Women have had enough. This week, women across Australia and around the world have taken to social media to raise awareness about the country's appalling rate of violence against women, some using an image comparing one well-known Australian predator — a shark — to the men who prey upon their wives, girlfriends, and female acquaintances.
The shark statistic is a pointed illustration of Australia's domestic violence epidemic. According to shocking statistics the Australian reported this week, a third of women older than 15 in the country experience "physical or sexual violence by someone they know." Each week, a woman "is killed by her partner or former partner. They are most likely to die in their own home."
The White Ribbon Project, an Australian campaign to end violence against women, cites 2013 World Health Organization data with chilling implications: "Intimate partner violence is the leading contributor to death, disability and ill-health in Australian women aged 15-44."
"The common thread here of course is the greatest risk of being a victim of gender-based violence is being a woman," Australian writer Michael Costigan, whose niece Tara Costigan was murdered by her ex in February, told ABC News. "We know that for young women under the age of 45, the most likely cause of death or injury is domestic violence. This is a scourge, it is an epidemic in our society." Even December's Sydney Siege assailant, Man Haron Monis, had been charged as an accomplice in the murder of his ex-wife and faced more than 40 counts of domestic violence just two months before the attack.
But after the rash of killings this year, it was the violent death of the 30th victim, Stephanie Scott, that created an uproar. Scott, a schoolteacher, was murdered by the school's janitor before he set her body on fire (which suggests she may have been sexually assaulted) and buried it in a nearby bush just days before her wedding.
The question is whether their government will listen and do something to stem this violence. Conservative Prime Minister Tony Abbott, who declared himself the Minister for Women, is a notorious misogynist. He's even gone on record saying that men have a "right to demand" sex from women. Women's groups collectively penned an open letter to him with a referendum, published today, and await his response.

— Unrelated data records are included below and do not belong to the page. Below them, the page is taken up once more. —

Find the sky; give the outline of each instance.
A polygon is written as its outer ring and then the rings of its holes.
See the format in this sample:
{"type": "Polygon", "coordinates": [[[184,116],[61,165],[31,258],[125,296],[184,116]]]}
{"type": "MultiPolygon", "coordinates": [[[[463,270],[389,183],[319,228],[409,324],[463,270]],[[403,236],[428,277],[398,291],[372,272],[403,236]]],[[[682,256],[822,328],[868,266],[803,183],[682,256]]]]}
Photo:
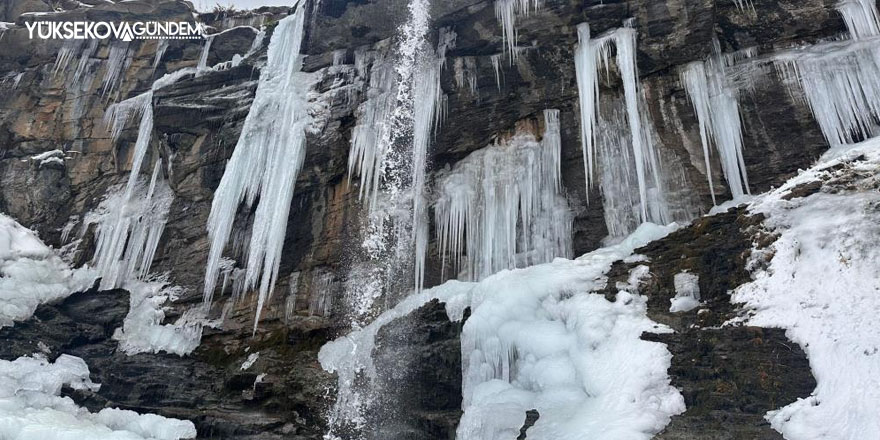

Dame Quentin Bryce, the former governor-general, explained to ABC earlier this month that even if Abbott decided to take action, violence against women is a part of a larger cultural problem. "The truth is that domestic and family violence is caused by unequal distribution of power and resources between men and women," she observed.
"It's about the rigid gender roles and stereotypes that characterize our society — the culture and the attitude that support violence against women."
Australia's men need to get in check and re-examine their masculinity, because Australian women have had enough.